Time for Another Shot at 300-bushel Corn

CI crew will go for broke again.

Let's hope the Corn illustrated crew doesn't literally go broke trying to reach 300 bushels per acre. But they've set aside one plot where the goal is maximum agronomic yield, not just maximum economic yield. In the rest of the plots on the Jim Facemire farm, Edinburgh, Ind., the goal will be to answer economic questions that could help in your decision-making next year. Is it more economical to plant 32,000 vs. 28,00 seeds per acre? Does it pay to wait and apply nitrogen at sidedressing when the corn is set to utilize it most rather than apply it in the fall or before planting? Are there practical ways to adjust corn row width to help capture more sunlight and turn it into more yield and p[rofit without investing tons of extra expense?

Those are the questions the bulk of the plots will attempt to answer, at least based on the '08 season. But in one plot, both after soybeans and after corn, the goal will be to see how high yields can go. Last year under irrigation the CI crew reached as high as 242 bushels per acre, despite doing so on soils underlain with gravel in a dry year, with extreme heat stress, especially late in the season.
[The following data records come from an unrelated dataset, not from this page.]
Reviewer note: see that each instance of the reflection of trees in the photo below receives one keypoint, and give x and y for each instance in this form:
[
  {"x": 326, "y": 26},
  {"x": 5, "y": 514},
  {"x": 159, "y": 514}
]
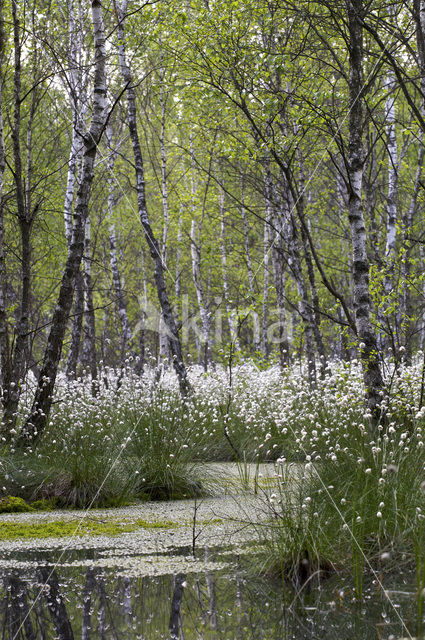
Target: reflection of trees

The basics will be a big part of going for high yield, notes Dave Nanda, consultant for Corn Illustrated and president of bird Hybrids, LLC, Tiffin, Ohio. The seeding rate will likely be at least 32,000 seeds per acre,, and the plot has been fertilized according to soil test results for phosphorus and potassium. The host farmer has a history of more than 20 years of taking accurate soil samples and interpreting the results for effective, economical fertilizer application.

Two big keys are irrigation and high nitrogen rate. These soils are not as prone to drought as the location of the high-yield CI plot a year ago, although irrigation is still feasible and available. Naturally, irrigation adds to the cost, but cost isn't the object tin this particular plot.

The planned nitrogen rate currently is about 260 pounds of N per acre. About 20 pounds will be applied early with the chemicals for weed control. There will also be no taking chances with insect problems in this plot. Hybrids planned for this plot this year have built-in insect resistance. In '07 the high yield plot featured non-transgenic hybrids, and still produced high yields, despite the conditions.

On other fields in the area where high yield is not the objective, rather making the most profit is the goal, Nanda is recommending about 100 pounds less N per acre. But in these plots he wants to make sure that N is not a limiting factor. The biggest variable that he won't be able to control is timing of natural rainfall, and perhaps more importantly, temperature patterns. An abundance of hot days after pollination in '07 were hard on the crop. However, the actual pollination period itself was slightly cooler than normal. Nanda will be hoping for a repeat of that scenario again this year as he and the CI crew go for 300 bushels once again.